Faibles en glucides, il paraît qu’elles sont quand même assez nourrissantes et même nutraceutiques! Riches en vitamines C, en micronutriments et en bioflavonoïdes qui renforcent le système immunitaire et l’intégrité des cellules, également très riches en fibres…
Il n’y aurait que les phloèmes des cerisiers, sorbiers du nord et autres arbres fruitiers à éviter pour ces ateliers d’extraction de farines d’arbres, à cause du cyanure de potassium en teneurs élevées qu’ils contiendraient. Je privilégierais certainement les ormes, les sapins et les bouleaux gris pour commencer, même si je sais bien que le phloème des pins a historiquement été très prisé, parce que ce sont trois essences qui ont tendance à pousser serré avec beaucoup de mortalité à un âge peu avancé – donc, de belles tiges de calibre moyen à aller chercher avec ceux-ci, et des écorces encore assez tendres, assez faciles à éplucher…
Orme d'Amérique | Sapin baumier | Bouleau gris |
Autre chose très intéressante, ces phloèmes, quand ils sont bien tendres, avant de les faire sécher pour les moudre en farine, figurez-vous donc qu’on pourrait les manger tels quels et même, les tailler finement en longueur et s’en servir comme spaghettis!
Les phloèmes, évidemment, on peut aussi les faire sécher en petits morceaux ou en poudre et les destiner aux décoctions et aux infusions. J’adore la tisane d’orme rouge! Et il y a une demande très forte sur le marché pour les phloèmes des ormes depuis quelques années…
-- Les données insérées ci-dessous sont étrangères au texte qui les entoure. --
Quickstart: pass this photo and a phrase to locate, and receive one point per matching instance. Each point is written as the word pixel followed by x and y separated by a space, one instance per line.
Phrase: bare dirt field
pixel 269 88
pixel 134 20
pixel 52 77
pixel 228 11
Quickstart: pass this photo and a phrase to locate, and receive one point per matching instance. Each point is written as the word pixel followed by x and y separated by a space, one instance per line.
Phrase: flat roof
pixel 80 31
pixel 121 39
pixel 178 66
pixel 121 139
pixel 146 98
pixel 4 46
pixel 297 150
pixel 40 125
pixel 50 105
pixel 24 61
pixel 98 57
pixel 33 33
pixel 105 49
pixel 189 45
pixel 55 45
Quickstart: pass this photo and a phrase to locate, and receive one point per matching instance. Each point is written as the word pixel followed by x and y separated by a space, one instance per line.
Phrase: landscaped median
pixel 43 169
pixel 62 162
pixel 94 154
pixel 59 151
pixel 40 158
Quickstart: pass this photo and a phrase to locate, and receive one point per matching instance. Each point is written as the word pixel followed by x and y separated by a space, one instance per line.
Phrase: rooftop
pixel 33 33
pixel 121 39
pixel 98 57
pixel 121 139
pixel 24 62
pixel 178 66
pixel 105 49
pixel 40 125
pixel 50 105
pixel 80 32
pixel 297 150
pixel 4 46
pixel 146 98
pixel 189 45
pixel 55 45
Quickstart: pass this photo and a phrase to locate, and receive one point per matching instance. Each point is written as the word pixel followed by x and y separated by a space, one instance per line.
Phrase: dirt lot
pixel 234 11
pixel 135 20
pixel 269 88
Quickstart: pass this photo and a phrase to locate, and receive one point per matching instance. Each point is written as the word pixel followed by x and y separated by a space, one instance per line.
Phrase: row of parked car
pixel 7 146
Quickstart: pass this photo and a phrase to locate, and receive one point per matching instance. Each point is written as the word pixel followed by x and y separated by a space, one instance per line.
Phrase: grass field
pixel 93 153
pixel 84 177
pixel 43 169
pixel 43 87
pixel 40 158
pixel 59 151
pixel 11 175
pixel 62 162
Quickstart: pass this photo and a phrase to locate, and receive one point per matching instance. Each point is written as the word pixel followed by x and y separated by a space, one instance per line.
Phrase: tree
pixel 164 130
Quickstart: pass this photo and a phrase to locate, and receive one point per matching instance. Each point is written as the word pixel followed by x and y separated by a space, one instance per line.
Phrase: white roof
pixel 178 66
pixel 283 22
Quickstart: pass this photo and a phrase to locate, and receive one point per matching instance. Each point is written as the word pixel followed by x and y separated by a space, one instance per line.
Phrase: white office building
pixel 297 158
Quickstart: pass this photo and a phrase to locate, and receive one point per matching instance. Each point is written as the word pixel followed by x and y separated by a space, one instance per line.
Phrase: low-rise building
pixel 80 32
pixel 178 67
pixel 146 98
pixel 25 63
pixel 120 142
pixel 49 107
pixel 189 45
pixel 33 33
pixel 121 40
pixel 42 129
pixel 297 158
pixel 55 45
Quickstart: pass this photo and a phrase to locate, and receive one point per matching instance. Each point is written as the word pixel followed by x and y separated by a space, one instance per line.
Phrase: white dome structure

En conclusion, je verrais bien un atelier de fabrication de farines d’arbres où on aurait des farines d’orme, de sapin et de bouleau gris déjà prêtes à cuisiner en pâtisseries, des troncs de calibre petit à moyen fraîchement coupé pour que chacun puisse avoir la chance d’en extraire des phloèmes, et des phloèmes frais déjà coupés en spaghettis pour un plat principal avec une bonne sauce béchamel aux jeunes pousses de conifères et aux noix de noyer noir en fine poudre, par exemple. On ajouterait évidemment une tisane de phloème en boisson réconfortante…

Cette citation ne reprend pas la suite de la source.